Arabic-Font-Classification

This project is Arabic Font Identification System; that will be able to identify the font for a given Arabic text snippet. This font identification system proves very useful in a wide range of applications, such as the fields of graphic design like in illustrator arts and optical character recognition for digitizing hardcover documents. Not limited to that, but it also raised interest in the analysis of historical texts authentic manuscript verification where we would like to know the origin of a manuscript. For example, if the manuscript is written in Andalusi font, it is most probably dates to the Andalusian Era. If it were written in Demasqi font, it is most probably dates to the Abbasi Era.

Project Pipeline

1- Gathering Data: This step is crucial to any machine learning project; we start by gathering training data and test data.

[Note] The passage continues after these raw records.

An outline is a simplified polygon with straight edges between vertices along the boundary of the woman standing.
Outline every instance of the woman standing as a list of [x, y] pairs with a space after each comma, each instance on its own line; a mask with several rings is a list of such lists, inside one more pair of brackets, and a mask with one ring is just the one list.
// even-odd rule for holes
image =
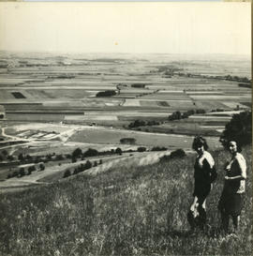
[[215, 160], [207, 152], [208, 145], [204, 138], [194, 138], [192, 148], [198, 153], [194, 164], [194, 200], [187, 215], [192, 229], [203, 228], [206, 223], [205, 201], [216, 178]]
[[230, 217], [232, 218], [234, 231], [239, 227], [246, 178], [246, 164], [245, 158], [240, 153], [241, 147], [236, 142], [231, 141], [229, 143], [229, 149], [231, 159], [225, 166], [225, 183], [218, 203], [222, 228], [225, 232], [228, 232], [229, 229]]

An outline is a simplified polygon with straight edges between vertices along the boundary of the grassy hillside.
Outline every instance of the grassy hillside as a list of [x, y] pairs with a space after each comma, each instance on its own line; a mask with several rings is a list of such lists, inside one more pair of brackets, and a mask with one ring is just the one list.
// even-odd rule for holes
[[218, 179], [207, 201], [212, 229], [188, 233], [194, 157], [110, 170], [0, 199], [0, 255], [251, 255], [252, 170], [247, 161], [246, 206], [237, 235], [222, 236], [216, 209], [223, 165], [214, 152]]

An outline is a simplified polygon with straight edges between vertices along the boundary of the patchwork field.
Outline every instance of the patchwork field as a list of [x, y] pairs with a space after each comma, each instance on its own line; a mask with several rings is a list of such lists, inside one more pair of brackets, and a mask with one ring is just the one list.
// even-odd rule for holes
[[[77, 147], [82, 151], [120, 147], [139, 158], [141, 146], [188, 151], [196, 134], [205, 136], [216, 149], [232, 114], [251, 109], [246, 58], [1, 53], [0, 59], [0, 106], [5, 113], [0, 119], [4, 141], [0, 151], [12, 159], [0, 162], [4, 180], [19, 165], [21, 154], [55, 157], [71, 155]], [[194, 114], [170, 121], [175, 112]], [[132, 128], [141, 121], [142, 126]], [[134, 143], [122, 143], [124, 138]], [[108, 162], [121, 158], [112, 155], [107, 157]], [[129, 160], [129, 154], [123, 156]], [[65, 164], [66, 158], [46, 163], [43, 179], [61, 178]], [[22, 180], [27, 181], [16, 177], [7, 182], [15, 187], [22, 186]], [[30, 181], [25, 185], [34, 186], [37, 179]]]

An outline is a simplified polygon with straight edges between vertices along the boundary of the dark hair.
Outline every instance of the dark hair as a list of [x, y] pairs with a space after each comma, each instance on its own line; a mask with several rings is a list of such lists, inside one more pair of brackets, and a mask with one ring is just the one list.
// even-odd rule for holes
[[201, 136], [196, 136], [192, 143], [192, 149], [197, 150], [199, 146], [204, 147], [204, 150], [208, 149], [208, 144], [206, 143], [206, 140]]
[[241, 146], [240, 143], [237, 143], [236, 141], [234, 141], [234, 140], [231, 140], [231, 141], [229, 142], [229, 143], [228, 143], [229, 146], [228, 146], [228, 147], [230, 148], [230, 143], [231, 143], [231, 142], [233, 142], [233, 143], [236, 143], [237, 152], [241, 153], [241, 152], [242, 152], [242, 146]]

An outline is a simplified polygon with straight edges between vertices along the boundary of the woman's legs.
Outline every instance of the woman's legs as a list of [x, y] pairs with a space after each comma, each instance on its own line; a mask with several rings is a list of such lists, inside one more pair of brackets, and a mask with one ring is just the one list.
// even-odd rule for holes
[[221, 228], [225, 233], [229, 232], [230, 215], [225, 211], [221, 211]]
[[232, 216], [232, 224], [235, 232], [240, 228], [240, 215]]

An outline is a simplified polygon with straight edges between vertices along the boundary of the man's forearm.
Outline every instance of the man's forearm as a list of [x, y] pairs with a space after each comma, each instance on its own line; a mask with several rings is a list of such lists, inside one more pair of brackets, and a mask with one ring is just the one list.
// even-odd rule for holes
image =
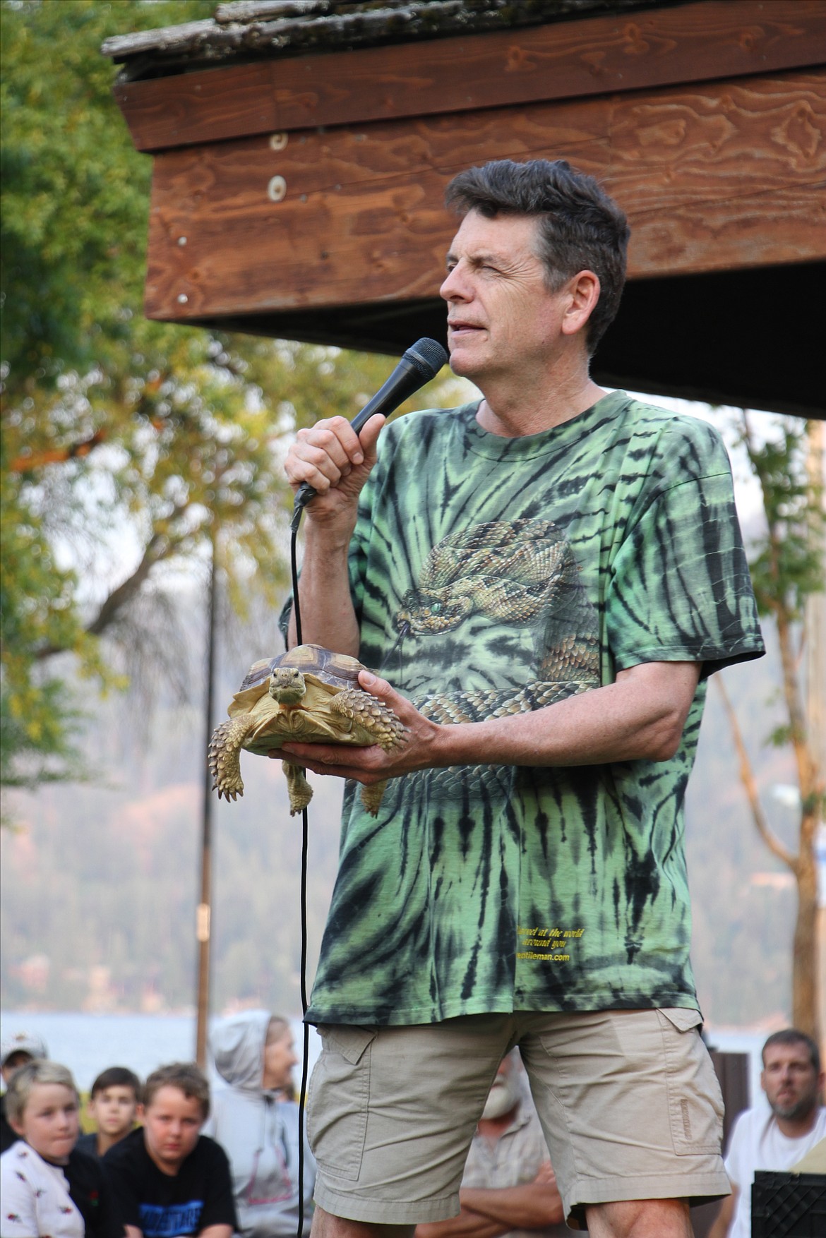
[[[445, 727], [438, 765], [604, 765], [676, 751], [700, 666], [645, 664], [545, 709]], [[658, 677], [671, 682], [659, 690]]]
[[[339, 654], [358, 656], [359, 630], [350, 598], [347, 555], [349, 536], [318, 531], [308, 521], [298, 581], [301, 639]], [[287, 647], [297, 644], [295, 607]]]
[[462, 1188], [459, 1201], [463, 1208], [505, 1224], [508, 1229], [544, 1229], [565, 1219], [560, 1192], [546, 1182]]

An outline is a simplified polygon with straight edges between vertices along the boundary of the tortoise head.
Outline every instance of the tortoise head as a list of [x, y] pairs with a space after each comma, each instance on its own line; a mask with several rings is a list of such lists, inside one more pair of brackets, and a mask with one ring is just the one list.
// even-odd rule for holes
[[298, 704], [307, 691], [303, 675], [295, 666], [276, 666], [270, 675], [270, 696], [279, 704]]

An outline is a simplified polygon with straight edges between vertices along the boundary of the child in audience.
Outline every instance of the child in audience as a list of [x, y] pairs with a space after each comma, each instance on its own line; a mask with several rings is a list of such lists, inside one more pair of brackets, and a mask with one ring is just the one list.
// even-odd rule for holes
[[201, 1134], [209, 1117], [203, 1072], [194, 1062], [154, 1071], [137, 1115], [142, 1128], [103, 1159], [126, 1238], [232, 1238], [237, 1222], [229, 1161], [214, 1139]]
[[77, 1150], [79, 1097], [66, 1066], [15, 1071], [6, 1114], [17, 1140], [0, 1156], [2, 1238], [119, 1238], [103, 1170]]
[[125, 1066], [110, 1066], [92, 1084], [87, 1112], [97, 1133], [80, 1135], [78, 1148], [92, 1156], [104, 1156], [135, 1125], [141, 1099], [140, 1080]]

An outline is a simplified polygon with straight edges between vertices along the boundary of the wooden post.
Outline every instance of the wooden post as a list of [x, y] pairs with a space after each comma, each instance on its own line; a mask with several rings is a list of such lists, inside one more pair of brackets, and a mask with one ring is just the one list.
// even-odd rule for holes
[[207, 701], [204, 706], [203, 743], [203, 815], [201, 828], [201, 901], [196, 915], [198, 941], [198, 1024], [196, 1030], [196, 1061], [207, 1065], [207, 1030], [209, 1025], [209, 947], [212, 920], [212, 775], [207, 765], [207, 748], [212, 735], [213, 685], [215, 678], [215, 542], [212, 541], [209, 563], [209, 623], [207, 634]]

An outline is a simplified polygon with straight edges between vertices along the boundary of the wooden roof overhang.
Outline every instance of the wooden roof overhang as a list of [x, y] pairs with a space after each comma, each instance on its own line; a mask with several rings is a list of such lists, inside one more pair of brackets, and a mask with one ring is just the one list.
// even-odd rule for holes
[[[269, 7], [297, 26], [302, 2]], [[241, 9], [219, 6], [220, 37]], [[256, 35], [215, 53], [201, 33], [188, 58], [168, 37], [104, 45], [154, 156], [150, 318], [388, 353], [443, 339], [447, 181], [565, 157], [633, 233], [597, 381], [826, 416], [826, 0], [632, 6], [338, 51]]]

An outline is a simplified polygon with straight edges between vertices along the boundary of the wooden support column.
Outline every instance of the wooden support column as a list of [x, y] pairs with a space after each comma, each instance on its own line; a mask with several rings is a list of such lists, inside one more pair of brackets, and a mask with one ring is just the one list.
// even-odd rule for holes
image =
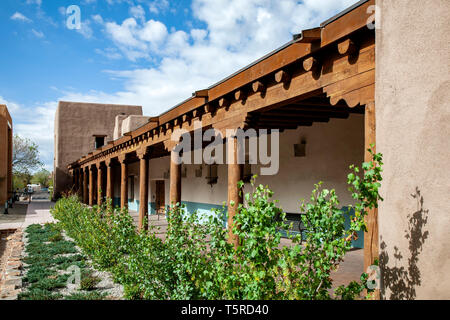
[[78, 197], [83, 201], [83, 188], [84, 188], [84, 172], [83, 169], [80, 168], [78, 170]]
[[103, 203], [103, 168], [101, 163], [97, 163], [97, 205]]
[[181, 204], [181, 163], [175, 160], [178, 153], [173, 149], [170, 156], [170, 204]]
[[[372, 161], [372, 156], [367, 151], [370, 145], [375, 145], [376, 142], [376, 123], [375, 123], [375, 102], [366, 104], [364, 115], [364, 161]], [[375, 151], [375, 148], [374, 148]], [[379, 239], [378, 239], [378, 209], [369, 210], [365, 217], [367, 232], [364, 233], [364, 272], [367, 268], [374, 264], [375, 260], [379, 258]], [[379, 291], [375, 292], [375, 299], [379, 299]]]
[[105, 161], [106, 164], [106, 198], [114, 201], [114, 178], [112, 175], [111, 159]]
[[239, 245], [239, 238], [233, 233], [234, 216], [238, 206], [242, 203], [242, 196], [239, 194], [238, 183], [242, 178], [243, 165], [238, 164], [238, 139], [235, 136], [228, 137], [228, 241], [235, 248]]
[[139, 230], [148, 230], [148, 156], [146, 148], [136, 152], [139, 158]]
[[89, 166], [89, 203], [94, 205], [94, 165]]
[[83, 168], [83, 203], [88, 204], [89, 195], [88, 195], [88, 171], [86, 168]]
[[128, 166], [126, 163], [126, 155], [119, 156], [120, 162], [120, 208], [128, 207]]

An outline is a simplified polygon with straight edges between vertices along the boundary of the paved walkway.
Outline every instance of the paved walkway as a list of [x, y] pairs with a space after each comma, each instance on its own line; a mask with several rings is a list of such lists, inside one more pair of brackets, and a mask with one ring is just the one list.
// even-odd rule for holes
[[50, 208], [54, 203], [49, 200], [35, 200], [28, 202], [16, 202], [14, 208], [9, 209], [9, 214], [0, 213], [0, 230], [25, 229], [31, 224], [54, 222], [50, 214]]

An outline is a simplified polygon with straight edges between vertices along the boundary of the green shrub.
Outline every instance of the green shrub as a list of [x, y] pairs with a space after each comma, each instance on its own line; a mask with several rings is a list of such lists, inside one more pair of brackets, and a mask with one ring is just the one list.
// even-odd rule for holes
[[[344, 225], [349, 211], [343, 213], [335, 191], [319, 183], [301, 206], [304, 244], [300, 235], [289, 236], [292, 247], [279, 248], [284, 213], [272, 200], [273, 192], [255, 180], [234, 218], [237, 248], [227, 242], [220, 210], [205, 221], [197, 213], [184, 214], [182, 206], [171, 207], [165, 241], [156, 237], [154, 227], [136, 232], [128, 212], [113, 209], [110, 202], [88, 208], [76, 197], [63, 198], [52, 214], [95, 265], [124, 285], [130, 299], [331, 299], [331, 272], [357, 232], [366, 230], [368, 210], [382, 200], [382, 157], [372, 155], [373, 161], [362, 166], [362, 177], [354, 166], [348, 176], [356, 201], [350, 228]], [[363, 274], [360, 282], [337, 288], [335, 295], [358, 298], [366, 281]]]
[[94, 290], [100, 281], [101, 280], [99, 277], [93, 276], [92, 274], [87, 274], [81, 278], [80, 290]]

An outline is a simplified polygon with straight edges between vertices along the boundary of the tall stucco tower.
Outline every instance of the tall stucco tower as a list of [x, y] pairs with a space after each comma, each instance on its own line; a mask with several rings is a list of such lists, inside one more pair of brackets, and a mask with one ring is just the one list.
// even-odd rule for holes
[[114, 138], [117, 116], [142, 115], [141, 106], [60, 101], [55, 114], [54, 199], [67, 190], [67, 166]]

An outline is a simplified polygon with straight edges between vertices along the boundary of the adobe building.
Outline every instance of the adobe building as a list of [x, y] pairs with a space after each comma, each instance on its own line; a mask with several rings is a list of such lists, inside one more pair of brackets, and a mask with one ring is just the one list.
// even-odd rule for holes
[[[0, 105], [0, 206], [12, 197], [13, 125], [5, 105]], [[0, 212], [3, 212], [0, 209]]]
[[[251, 174], [292, 215], [318, 181], [336, 189], [345, 210], [348, 166], [370, 160], [375, 144], [384, 155], [384, 201], [354, 244], [364, 271], [379, 264], [382, 299], [450, 299], [449, 16], [446, 0], [362, 0], [75, 159], [74, 187], [86, 204], [110, 198], [138, 211], [140, 228], [176, 203], [206, 215], [225, 205], [230, 221], [232, 204], [243, 201], [238, 181]], [[176, 161], [184, 137], [211, 128], [221, 134], [216, 151], [233, 161]], [[271, 164], [255, 163], [237, 129], [268, 130], [259, 138], [279, 159], [274, 174], [260, 174]], [[174, 139], [179, 130], [188, 134], [182, 141]], [[246, 162], [238, 164], [242, 149]]]
[[114, 139], [116, 117], [142, 115], [142, 107], [60, 101], [55, 114], [54, 198], [71, 187], [67, 166]]

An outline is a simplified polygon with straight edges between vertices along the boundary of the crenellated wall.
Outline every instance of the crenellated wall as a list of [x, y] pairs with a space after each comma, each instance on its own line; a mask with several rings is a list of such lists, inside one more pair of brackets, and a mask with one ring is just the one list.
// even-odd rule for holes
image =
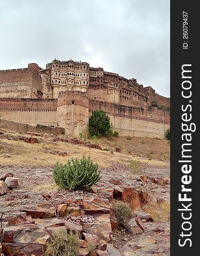
[[0, 70], [1, 98], [41, 96], [42, 79], [32, 68]]
[[36, 125], [56, 126], [57, 100], [0, 99], [0, 118]]

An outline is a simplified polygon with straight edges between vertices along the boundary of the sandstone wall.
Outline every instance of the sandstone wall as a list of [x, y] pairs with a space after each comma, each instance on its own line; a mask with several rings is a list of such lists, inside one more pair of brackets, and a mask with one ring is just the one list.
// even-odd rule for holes
[[151, 102], [154, 100], [157, 101], [160, 105], [165, 107], [170, 107], [170, 98], [166, 98], [157, 93], [149, 94], [149, 102]]
[[0, 99], [0, 118], [36, 125], [56, 126], [57, 101]]
[[1, 98], [38, 97], [42, 91], [42, 80], [32, 68], [0, 70]]
[[32, 132], [45, 133], [53, 134], [63, 134], [64, 129], [61, 127], [49, 127], [37, 124], [36, 126], [27, 124], [0, 119], [0, 128], [5, 128], [18, 131], [31, 131]]
[[79, 136], [88, 124], [88, 98], [84, 93], [64, 92], [58, 99], [56, 123], [66, 134]]

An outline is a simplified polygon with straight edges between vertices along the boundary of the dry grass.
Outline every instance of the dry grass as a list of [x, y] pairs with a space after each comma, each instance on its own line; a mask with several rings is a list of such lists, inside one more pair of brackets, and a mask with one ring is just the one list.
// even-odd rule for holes
[[[32, 137], [28, 134], [19, 134], [15, 131], [4, 131], [4, 132], [7, 135], [23, 137], [26, 135], [26, 137]], [[91, 143], [93, 143], [93, 140], [87, 140]], [[168, 163], [168, 161], [160, 160], [162, 159], [163, 156], [166, 156], [168, 154], [169, 159], [170, 145], [164, 140], [133, 137], [131, 140], [129, 140], [122, 137], [113, 137], [112, 140], [102, 138], [98, 139], [98, 141], [99, 145], [102, 148], [108, 148], [109, 151], [100, 151], [62, 142], [51, 142], [45, 137], [42, 138], [40, 143], [32, 144], [23, 141], [0, 139], [0, 162], [2, 165], [53, 165], [57, 161], [65, 163], [72, 157], [81, 158], [82, 154], [84, 154], [86, 156], [90, 155], [93, 161], [101, 167], [108, 166], [111, 162], [128, 163], [128, 160], [137, 158], [139, 158], [141, 162], [152, 164], [163, 165]], [[116, 152], [116, 147], [121, 148], [122, 151]], [[66, 151], [68, 155], [62, 157], [50, 154], [50, 151]], [[110, 151], [113, 151], [114, 154], [111, 154]], [[149, 152], [151, 151], [154, 152], [151, 155], [154, 160], [150, 161], [148, 159]], [[131, 154], [130, 152], [131, 152]]]
[[33, 189], [35, 191], [45, 191], [50, 193], [51, 192], [56, 192], [58, 189], [61, 189], [55, 183], [50, 184], [44, 184], [37, 186]]
[[149, 213], [156, 222], [167, 221], [169, 217], [170, 206], [166, 201], [159, 204], [157, 207], [150, 203], [145, 206], [143, 209]]

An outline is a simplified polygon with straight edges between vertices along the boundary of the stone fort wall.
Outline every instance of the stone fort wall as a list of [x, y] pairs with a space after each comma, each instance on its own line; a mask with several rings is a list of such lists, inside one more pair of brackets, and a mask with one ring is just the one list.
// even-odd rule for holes
[[33, 68], [0, 70], [1, 98], [38, 98], [42, 79]]
[[57, 100], [0, 99], [0, 118], [56, 126]]

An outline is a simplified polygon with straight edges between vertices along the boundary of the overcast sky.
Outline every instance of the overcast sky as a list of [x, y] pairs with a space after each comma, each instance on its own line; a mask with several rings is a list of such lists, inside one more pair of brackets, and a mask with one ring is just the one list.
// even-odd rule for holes
[[170, 0], [0, 0], [0, 70], [56, 58], [170, 96]]

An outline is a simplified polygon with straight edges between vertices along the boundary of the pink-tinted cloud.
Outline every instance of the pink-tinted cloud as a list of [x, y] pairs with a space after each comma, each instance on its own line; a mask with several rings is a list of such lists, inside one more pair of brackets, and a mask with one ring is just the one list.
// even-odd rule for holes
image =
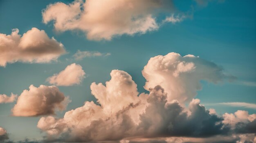
[[0, 94], [0, 104], [13, 102], [17, 98], [17, 95], [12, 93], [10, 96], [5, 94]]
[[124, 34], [156, 30], [157, 13], [173, 9], [171, 0], [78, 0], [48, 5], [43, 18], [45, 24], [54, 21], [58, 31], [79, 29], [89, 39], [109, 40]]
[[56, 110], [65, 109], [70, 100], [55, 86], [33, 85], [18, 97], [12, 109], [14, 116], [37, 116], [55, 114]]
[[[142, 73], [149, 94], [139, 94], [128, 73], [113, 70], [105, 84], [91, 85], [97, 103], [85, 102], [63, 118], [43, 117], [38, 127], [47, 133], [47, 141], [171, 143], [191, 139], [192, 142], [221, 142], [240, 141], [243, 136], [247, 141], [254, 139], [254, 115], [238, 111], [235, 117], [246, 115], [246, 119], [229, 123], [193, 98], [201, 89], [200, 80], [216, 83], [232, 77], [214, 63], [171, 53], [151, 58]], [[234, 136], [228, 138], [230, 135]], [[177, 136], [182, 137], [174, 138]]]

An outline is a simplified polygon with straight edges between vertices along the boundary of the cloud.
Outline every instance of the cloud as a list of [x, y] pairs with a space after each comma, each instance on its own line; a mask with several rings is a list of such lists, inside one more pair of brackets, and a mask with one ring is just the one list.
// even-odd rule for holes
[[9, 139], [9, 137], [6, 130], [0, 127], [0, 142], [2, 143], [2, 141], [8, 139]]
[[0, 94], [0, 104], [13, 102], [17, 98], [17, 95], [12, 93], [9, 97], [5, 94]]
[[[63, 118], [41, 117], [37, 127], [47, 133], [45, 141], [165, 143], [193, 138], [194, 142], [206, 142], [221, 137], [216, 142], [222, 142], [239, 141], [238, 135], [256, 132], [254, 114], [238, 111], [234, 118], [238, 119], [234, 121], [229, 119], [234, 118], [232, 114], [218, 116], [193, 98], [201, 89], [200, 80], [217, 83], [232, 77], [214, 63], [171, 53], [150, 58], [142, 73], [149, 94], [140, 94], [128, 73], [113, 70], [105, 84], [91, 85], [97, 103], [86, 101]], [[166, 139], [176, 137], [182, 138]]]
[[182, 22], [186, 16], [184, 15], [174, 16], [174, 14], [173, 14], [171, 15], [168, 17], [166, 17], [164, 20], [163, 21], [164, 22], [171, 22], [173, 24], [176, 23], [180, 22]]
[[242, 107], [256, 109], [256, 104], [246, 102], [223, 102], [218, 104], [234, 107]]
[[65, 109], [70, 102], [68, 98], [54, 86], [33, 85], [25, 90], [18, 97], [17, 104], [12, 109], [14, 116], [38, 116], [55, 114], [56, 110]]
[[76, 60], [81, 60], [85, 57], [94, 56], [108, 56], [111, 54], [110, 53], [103, 54], [98, 51], [81, 51], [79, 50], [73, 55]]
[[79, 65], [73, 63], [69, 65], [58, 74], [54, 74], [47, 78], [51, 84], [57, 86], [69, 86], [79, 84], [85, 78], [85, 73]]
[[254, 132], [246, 133], [256, 133], [256, 114], [249, 115], [248, 111], [238, 110], [234, 114], [225, 113], [222, 116], [224, 119], [223, 123], [230, 126], [233, 129], [237, 130], [238, 128], [240, 128], [249, 124], [252, 125], [251, 127], [255, 128]]
[[224, 73], [215, 63], [191, 55], [182, 56], [170, 53], [151, 58], [142, 71], [148, 90], [159, 85], [167, 93], [168, 101], [177, 100], [181, 103], [189, 102], [202, 89], [200, 81], [217, 83], [234, 77]]
[[249, 87], [256, 87], [256, 82], [245, 81], [241, 82], [240, 83], [242, 85], [245, 85]]
[[157, 30], [157, 14], [170, 13], [174, 9], [171, 0], [78, 0], [48, 5], [43, 11], [43, 21], [45, 24], [53, 21], [57, 31], [78, 29], [89, 39], [110, 40], [124, 34]]
[[33, 28], [22, 36], [18, 32], [14, 29], [10, 35], [0, 33], [0, 66], [17, 61], [48, 63], [65, 52], [63, 45], [43, 30]]

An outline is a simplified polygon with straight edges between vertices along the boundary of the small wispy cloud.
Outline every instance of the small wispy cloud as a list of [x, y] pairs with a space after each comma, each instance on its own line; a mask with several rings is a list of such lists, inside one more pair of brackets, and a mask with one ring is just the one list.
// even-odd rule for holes
[[256, 104], [246, 102], [222, 102], [211, 104], [203, 104], [206, 106], [216, 106], [222, 105], [233, 107], [241, 107], [243, 108], [251, 108], [253, 109], [256, 109]]
[[166, 18], [163, 21], [163, 22], [171, 22], [174, 24], [176, 23], [181, 22], [185, 18], [186, 18], [186, 16], [184, 15], [175, 16], [174, 14], [173, 14], [171, 16], [166, 17]]
[[98, 51], [81, 51], [78, 50], [73, 56], [76, 60], [81, 60], [85, 57], [91, 57], [100, 56], [108, 56], [111, 55], [111, 53], [102, 53]]

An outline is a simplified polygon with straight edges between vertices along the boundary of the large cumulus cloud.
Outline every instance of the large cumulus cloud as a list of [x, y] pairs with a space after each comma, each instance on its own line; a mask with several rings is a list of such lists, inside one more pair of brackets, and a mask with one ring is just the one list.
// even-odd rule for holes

2- Data Preprocessing: To ensure that data is consistent and feature extraction and classification steps go smooth and unbiased, we must make some image processing to the data including denoising and binarization.

3- Feature Extraction: This is a crucial step that is needed for classification, we use a texture descriptor technique called LPQ that tries to extract as many distinct features as possible for classification step.

4- Feature Visualization: To ensure that the used feature extraction method is appropriate for the data, you should visualize it to see if the features are distinct enough or not (Is this method sufficient or should we use another one?).

5- Classification (ML Model): This is the core element in the project, it’s what classifies or identifies a data and assigns it to a class, we used multiple classifiers to compare between them and choose what fits us best. The classifiers are KNN, Random Forest, SVM, and Neural Network.

6- Performance Analysis: This is the moment of truth, where we evaluate each classification method used, we evaluate the accuracy, precision, recall, among other things. We take the best overall classification method to be used in our ML model.

Preprocessing Module:

Data preprocessing is very simple here, since we have some restrictions on the input data (Images):

1- Input image should be at Zero-degree orientation.

2- Data is printed, not handwritten.

3- Images are clean, no random writing in the image.

4- Perspective is normal (like how you see this document).

So, Data processing is just three steps:

1- Gray scale conversion.

2- Otsu’s threshold is applied for binarization.

3- K-Folds

What is K-Folds?

K-folds is a resampling technique in machine learning that is used to make a model less biased while training on a limited dataset. It’s very useful when it comes to limited datasets just like ours (2000 data sample).

What is K parameter in K-Folds?

The dataset is divided into K folds, where we train on K – 1 folds, then test on the one left, this process is randomized.

Feature Extraction/Selection:

Local Phase Quantization (LPQ) is the chosen method that is used in feature extraction. LPQ is a texture descriptor that is blur-insensitive, here is how it works:

• At each pixel position x of the image, the local phase information computed over M-by-M neighborhood using the 2-D DFT (Discrete Fourier Transform)

• The equation involved for computing LPQ is described below:

Where wu is the basis vector of the 2-D DFT at the frequency u, and f is another vector containing all M2 image samples from Nx Why did we choose LPQ over other feature extraction methods like BSIF, LBP or GLCM? Two simple reasons:

• LPQ is blur-insensitive, which works well if the image is of low quality.

• It’s widely used for “Arabic Fonts Calligraphy” identification.

Model Selection/Training

Model selection is the step where classification of the font happens. We used 4 classification methods which are:

1- K-Nearest Neighbor (KNN).

➢ KNN inspects the nearest K data points and classifies it as the class which gathered the most votes.

2- Random Forest (RF).

➢ Random forest creates a multitude of trees and classifies a data point as the class most voted by all the trees created.

3- Support Vector Machine (SVM).

➢ SVM is a supervised learning model that can make linear and non-linear classifiers, it analyzes data for classification using learning algorithms associated with it.

4- Max Vote

➢ Max voting is basically taking the best vote among several classifiers classifying the same data sample, if the outputs of classifiers are label 1, label 2, label 1, then label 1 would be the chosen classification.

We used the 4 classifiers for comparison purposes and see which one fits the project best, the top performers were RF and SVM models. At the end we have chosen SVM as it gives the best accuracy / time combination.

Performance Analysis

This is the moment of truth, we used the 3 classifiers KNN, RF, and SVM (there is another one that will be discussed later in the report) and we recorded the precision, recall, accuracy, and F1-Score.

alt text

Other Developed Modules

We were curious to use a model that belongs to the Neural Network category models, we used just a regular neural network with the following specifications:

1- One input layer

2- One output layer

3- Two hidden layers

We could have increased the number of hidden layers, but that was the limit for us, so here we are The neural network model was better than KNN classifier only not the other two, maybe the reason was that the dataset was very limited, so training the model wasn’t ideal.

Here is the performance analysis but with the neural network included:

alt text

Enhancements and Future Work

In general, by increasing the dataset size and varying its data, we should yield better and more accurate results.

For the neural network, we could increase the number of hidden layers or even make another type of neural network like a CNN.